Modern Large audio-language models (LALMs) power intelligent voice interactions by tightly integrating audio and text. This integration, however, expands the attack surface beyond text and introduces vulnerabilities in the continuous, high-dimensional audio channel. While prior work studied audio jailbreaks, the security risks of malicious audio injection and downstream behavior manipulation remain underexamined. In this work, we reveal a previously overlooked threat, auditory prompt injection, under realistic constraints of audio data-only access and strong perceptual stealth. To systematically analyze this threat, we propose \textit{AudioHijack}, a general framework that generates context-agnostic and imperceptible adversarial audio to hijack LALMs. \textit{AudioHijack} employs sampling-based gradient estimation for end-to-end optimization across diverse models, bypassing non-differentiable audio tokenization. Through attention supervision and multi-context training, it steers model attention toward adversarial audio and generalizes to unseen user contexts. We also design a convolutional blending method that modulates perturbations into natural reverberation, making them highly imperceptible to users. Extensive experiments on 13 state-of-the-art LALMs show consistent hijacking across 6 misbehavior categories, achieving average success rates of 79\%-96\% on unseen user contexts with high acoustic fidelity. Real-world studies demonstrate that commercial voice agents from Mistral AI and Microsoft Azure can be induced to execute unauthorized actions on behalf of users. These findings expose critical vulnerabilities in LALMs and highlight the urgent need for dedicated defense.
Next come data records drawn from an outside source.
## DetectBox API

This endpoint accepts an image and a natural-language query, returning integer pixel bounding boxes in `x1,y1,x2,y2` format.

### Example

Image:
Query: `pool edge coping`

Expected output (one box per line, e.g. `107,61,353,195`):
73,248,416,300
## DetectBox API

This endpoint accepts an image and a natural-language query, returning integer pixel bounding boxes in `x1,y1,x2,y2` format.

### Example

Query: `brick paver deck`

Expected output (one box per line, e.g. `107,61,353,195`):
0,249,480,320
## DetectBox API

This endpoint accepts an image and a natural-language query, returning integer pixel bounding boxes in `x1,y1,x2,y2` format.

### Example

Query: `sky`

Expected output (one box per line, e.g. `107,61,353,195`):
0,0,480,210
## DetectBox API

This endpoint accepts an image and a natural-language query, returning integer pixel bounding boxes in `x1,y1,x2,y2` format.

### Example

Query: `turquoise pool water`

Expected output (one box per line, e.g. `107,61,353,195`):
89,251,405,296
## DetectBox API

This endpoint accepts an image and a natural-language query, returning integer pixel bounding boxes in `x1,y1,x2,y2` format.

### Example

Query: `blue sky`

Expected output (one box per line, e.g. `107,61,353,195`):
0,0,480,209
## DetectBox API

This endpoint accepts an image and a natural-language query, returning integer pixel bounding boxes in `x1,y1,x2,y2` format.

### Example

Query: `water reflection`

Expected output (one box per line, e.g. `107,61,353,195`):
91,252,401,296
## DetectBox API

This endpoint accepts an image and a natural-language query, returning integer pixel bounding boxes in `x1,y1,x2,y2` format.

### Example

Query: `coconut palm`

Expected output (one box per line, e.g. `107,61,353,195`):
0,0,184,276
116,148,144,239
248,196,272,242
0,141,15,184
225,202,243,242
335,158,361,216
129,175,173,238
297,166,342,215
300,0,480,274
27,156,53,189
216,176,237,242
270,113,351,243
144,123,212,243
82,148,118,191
翻译：现代大型音频-语言模型（LALMs）通过紧密整合音频与文本来驱动智能语音交互。然而，这种整合在文本之外扩展了攻击面，并在连续、高维的音频通道中引入了漏洞。尽管已有研究探讨了音频越狱，但恶意音频注入与下游行为操纵的安全风险仍未得到充分审视。在本工作中，我们揭示了一种此前被忽视的威胁——听觉提示注入，该威胁在仅能访问音频数据且需高度感知隐蔽性的现实约束下成立。为系统性分析此威胁，我们提出 *AudioHijack* 通用框架，可生成上下文无关且不易察觉的对抗性音频以劫持LALMs。*AudioHijack* 采用基于采样的梯度估计方法，在无需可微音频分词化的条件下实现跨多样模型的端到端优化。通过注意力监督与多上下文训练，该框架将模型注意力导向对抗性音频，并泛化至未见过的用户上下文。我们还设计了一种卷积混合方法，将扰动调制为自然混响效应，使其对用户高度不可感知。针对13个最先进LALMs的广泛实验表明，该框架在6种异常行为类别中实现了一致劫持，在未见用户上下文上达到79%-96%的平均成功率，且保持高听觉保真度。真实场景研究证实，来自Mistral AI与Microsoft Azure的商业语音代理可被诱导代表用户执行未授权操作。这些发现暴露了LALMs中的关键漏洞，凸显了针对性防御的迫切需求。